Оказывается, в США есть компания Crime Scene Cleaners Inc., с которой у полиции заключен контракт на предоставление услуг очистки мест преступления. Можете себе представить, с чем работникам такой компании приходится сталкиваться.

*Доставка еды смертникам*

Сервис доставки еды преступникам, осужденным на смертную казнь, расположенный в Торонто, действительно оказывает такую услугу. Преступник, осужденный на смертную казнь, может заказать себе вкусную еду, стоимость которой будет составлять всего . В комплект также входит DVD с выбранным фильмом и бумажная маска человека, заказавшего еду.

*Сервис стояния в очереди*

Надоели очереди? Если вы живете в Вашингтоне, и вы не можете стоят в какой-то очереди, то можно позвонить в компанию, которая пришлет человека, который заменит вас. Он/она будет стоять в любой очереди любое время. Заказать подобную услугу можно как по телефону, так и онлайн.

*Ring4Freedom: сервис дозвона*

Этот сервис выполняет единственную функцию - позволяет осуществлять звонки на свой собственный телефон. Зачем? Ну, создатели сервиса считают, что такой услугой будут пользоваться люди, которые хотят выпроводить нежеланных гостей. 

Все просто - стоимость использования сервиса составляет 4,95 долларов США. Заплатив, человек получает возможность скачать специальную программу, которая будет "висеть" в трее, и при клике на нее дозваниваться на ваш телефон посредством Интернет. Таким образом, можно выпроводить нежеланного гостя, сказав, что вам только что позвонили, к примеру, родители, которые будут через полчаса.

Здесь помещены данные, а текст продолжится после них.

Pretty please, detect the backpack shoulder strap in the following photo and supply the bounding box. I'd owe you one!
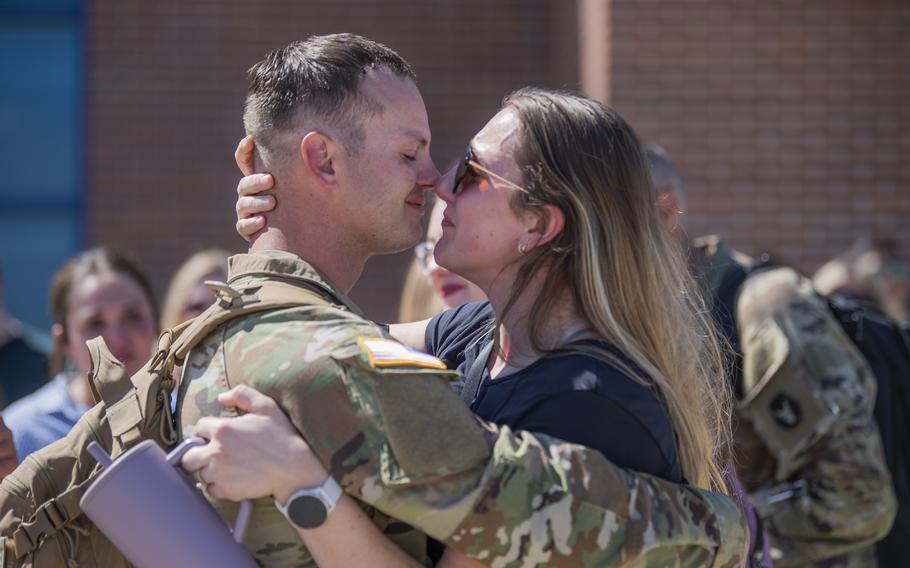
[170,280,334,364]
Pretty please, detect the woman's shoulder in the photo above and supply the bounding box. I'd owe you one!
[424,300,496,361]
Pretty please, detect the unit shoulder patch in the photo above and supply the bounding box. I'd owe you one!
[357,337,448,370]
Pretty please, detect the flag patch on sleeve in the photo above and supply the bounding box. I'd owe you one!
[357,337,447,369]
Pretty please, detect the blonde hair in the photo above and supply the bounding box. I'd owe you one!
[500,89,731,490]
[161,249,229,329]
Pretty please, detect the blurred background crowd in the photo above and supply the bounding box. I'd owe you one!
[0,0,910,446]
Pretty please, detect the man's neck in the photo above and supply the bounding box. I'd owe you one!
[487,270,588,368]
[250,226,369,294]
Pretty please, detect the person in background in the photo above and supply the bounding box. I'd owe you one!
[812,237,910,325]
[648,145,897,567]
[161,249,229,329]
[3,248,158,461]
[0,271,53,409]
[398,199,487,322]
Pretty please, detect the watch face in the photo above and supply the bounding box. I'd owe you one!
[288,495,328,529]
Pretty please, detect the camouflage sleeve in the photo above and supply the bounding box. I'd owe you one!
[232,318,747,567]
[737,268,896,565]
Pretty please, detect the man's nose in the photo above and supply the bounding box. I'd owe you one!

*Розовое такси: только для женщин*

Кто там говорит о неравенстве полов? В мексиканском городе Пуебла есть такси, которое развозит только женщин. Кстати, водителями являются тоже исключительно женщины. Мужчины просто не допускаются в салон. Такси это создано для тех женщин, кому надоели постоянные приставания водителей обычных такси, которые часто делают неприличные предложения.

В "Розовом такси" утверждают, что знакомы с такой проблемой, и сама компания всемерно помогает женщинам в безопасности доехать до пункта назначения. Вот такое вот транспортное неравенство полов.

----------


## Irina

> Надоели очереди? Если вы живете в Вашингтоне, и вы не можете стоят в какой-то очереди, то можно позвонить в компанию, которая пришлет человека, который заменит вас. Он/она будет стоять в любой очереди любое время. Заказать подобную услугу можно как по телефону, так и онлайн.


Американцы совсем уж ленивыми стали. Может ещё и сервис кормления с ложечки появится, чтоб даже с кровати не вставать?

----------